- 7 years ago
…Or something like that
I wrote a post yesterday about the difference between legitimate reasons and nervous excuses in regards to why we’re all still “waiting”. I casually decided to talk to my SO about my poll findings last night, and pointed out that the majority of the bees are also still waiting due to financial reasons/saving up.
He responded by saying that yes, he is certainly at the tail ending of saving for an engagement ring, but is also waiting to arrange a very special, very “us” event/moment to pop the question. I am honestly okay with these reasons. I understand that a ring can be a hefty purchase, and I appreciate that he is taking the time to create a memorable proposal. I know the time will come, and relatively soon at that. However, my SO went on to admit that he is a little nervous about the personal shift and growth that he feels will begin immediately after we become engaged. Some of the things he mentioned:
“I usually play rugby or soccer every Saturday. When we become engaged, our weekends will be devoted to searching for venues and working on wedding crafts. I’m excited to be involved, but that is a huge 180 when it comes to my personal hobbies”. (hah, total over exaggerartion, imo).

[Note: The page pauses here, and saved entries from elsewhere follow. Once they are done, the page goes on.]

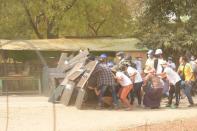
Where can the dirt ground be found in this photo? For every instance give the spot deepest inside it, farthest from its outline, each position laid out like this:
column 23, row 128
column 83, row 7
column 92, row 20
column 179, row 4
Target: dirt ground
column 34, row 113
column 177, row 125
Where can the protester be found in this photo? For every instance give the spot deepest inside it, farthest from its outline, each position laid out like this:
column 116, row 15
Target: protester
column 153, row 87
column 185, row 70
column 171, row 64
column 136, row 78
column 126, row 87
column 158, row 60
column 175, row 82
column 105, row 80
column 138, row 63
column 120, row 57
column 150, row 60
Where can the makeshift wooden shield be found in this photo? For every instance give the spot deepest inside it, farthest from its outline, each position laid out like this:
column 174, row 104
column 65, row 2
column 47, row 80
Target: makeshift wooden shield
column 69, row 85
column 89, row 68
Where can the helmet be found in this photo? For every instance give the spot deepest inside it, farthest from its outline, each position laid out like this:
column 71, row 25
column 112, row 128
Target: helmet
column 158, row 52
column 150, row 52
column 103, row 56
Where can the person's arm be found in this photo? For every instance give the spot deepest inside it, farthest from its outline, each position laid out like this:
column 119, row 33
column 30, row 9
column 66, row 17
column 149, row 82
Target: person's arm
column 163, row 74
column 191, row 70
column 132, row 77
column 97, row 92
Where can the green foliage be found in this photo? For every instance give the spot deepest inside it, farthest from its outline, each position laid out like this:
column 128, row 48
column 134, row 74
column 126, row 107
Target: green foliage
column 31, row 19
column 161, row 25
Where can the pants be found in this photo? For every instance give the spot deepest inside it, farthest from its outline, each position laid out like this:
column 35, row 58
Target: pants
column 137, row 92
column 187, row 87
column 124, row 91
column 174, row 89
column 103, row 90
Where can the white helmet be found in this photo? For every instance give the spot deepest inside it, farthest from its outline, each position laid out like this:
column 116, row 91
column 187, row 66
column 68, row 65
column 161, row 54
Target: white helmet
column 150, row 52
column 158, row 52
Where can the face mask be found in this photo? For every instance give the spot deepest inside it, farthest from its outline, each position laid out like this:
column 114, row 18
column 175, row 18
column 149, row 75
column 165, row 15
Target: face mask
column 119, row 57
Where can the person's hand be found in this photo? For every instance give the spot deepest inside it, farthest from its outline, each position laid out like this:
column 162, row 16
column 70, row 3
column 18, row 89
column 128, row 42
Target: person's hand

“Once we’re married, I hardly think either of us will want to continue living in an apartment much longer. We’ll want to buy a house. And that means money, research, and time. We’ll have to live and breathe real estate.”
“I don’t think we’re the type to wait too long to start a family. Marriage will mean babies. And even though having kids is going to be awesome, it’s also gunna mean a complete lifestyle change”

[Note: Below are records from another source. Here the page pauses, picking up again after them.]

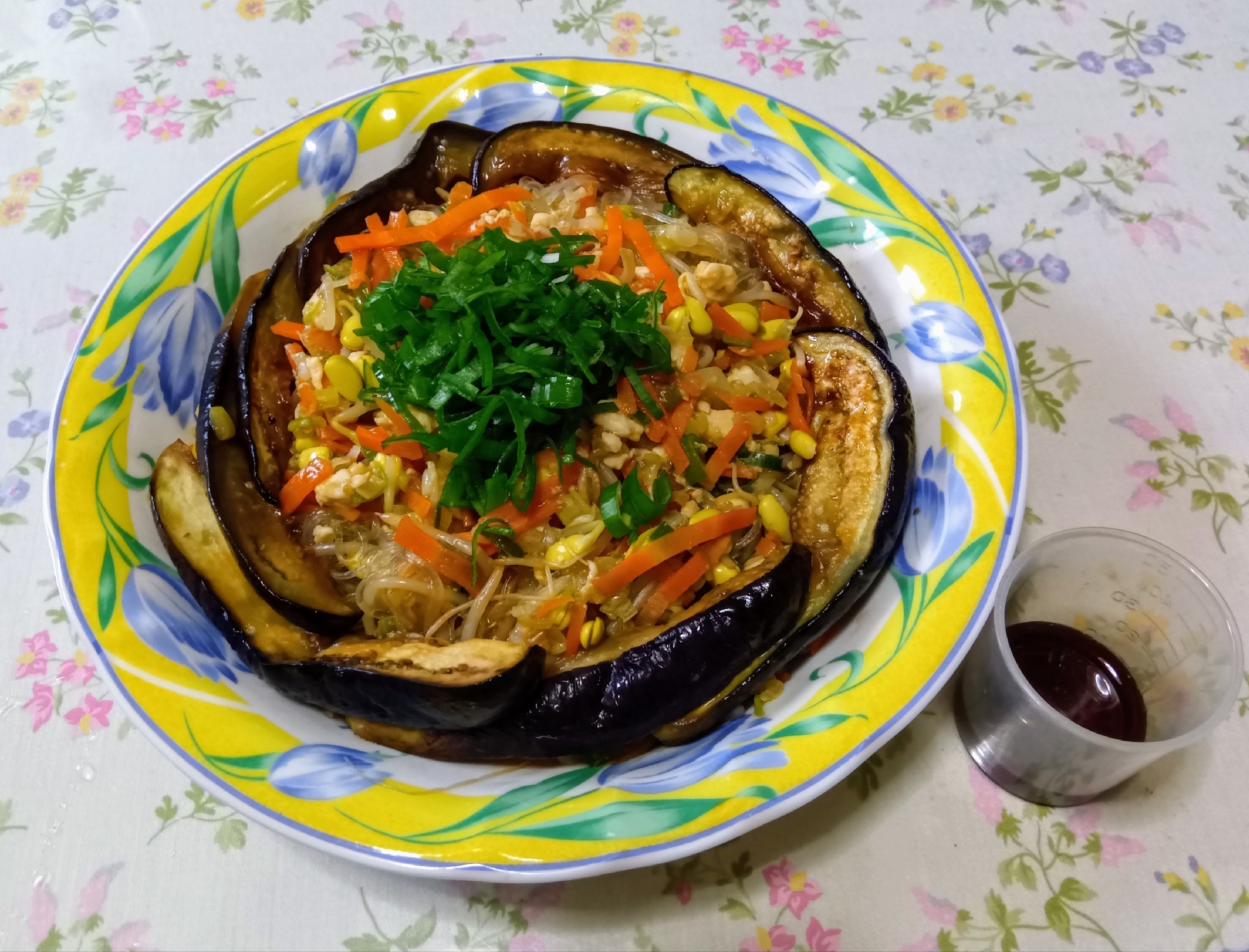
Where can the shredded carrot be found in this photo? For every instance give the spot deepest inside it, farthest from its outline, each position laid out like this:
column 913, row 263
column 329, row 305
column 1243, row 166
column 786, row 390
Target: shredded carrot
column 725, row 453
column 298, row 487
column 442, row 226
column 447, row 564
column 676, row 542
column 626, row 402
column 550, row 605
column 636, row 233
column 288, row 329
column 576, row 619
column 740, row 403
column 415, row 501
column 797, row 418
column 611, row 255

Now, I really appreciated that he opened up to me last night. And even though he reassured me that he still wants nothing more than to be my husband, I know that his statements convey a little fear. I totally understand that he is a bit nervous about what is to come – it is a HUGE step. However, we’re in our mid-late twenties, are both educated, decently paid, mature individuals who share a secure life with one another. I just think that for him, the fantasy of talking about marriage and raising a family is completely different from actually hunkering down and putting that plan into action. I want him to know that I don’t expect him to give up his personality, hobbies, and passions just because we decide to share a life together. And while I want him to feel ready, I also need to find positive ways to encourage him to realize that, essentially, he already is ready. We’re ready.
Anyone have any words of advice? Any other bees in a similar boat with their SOs?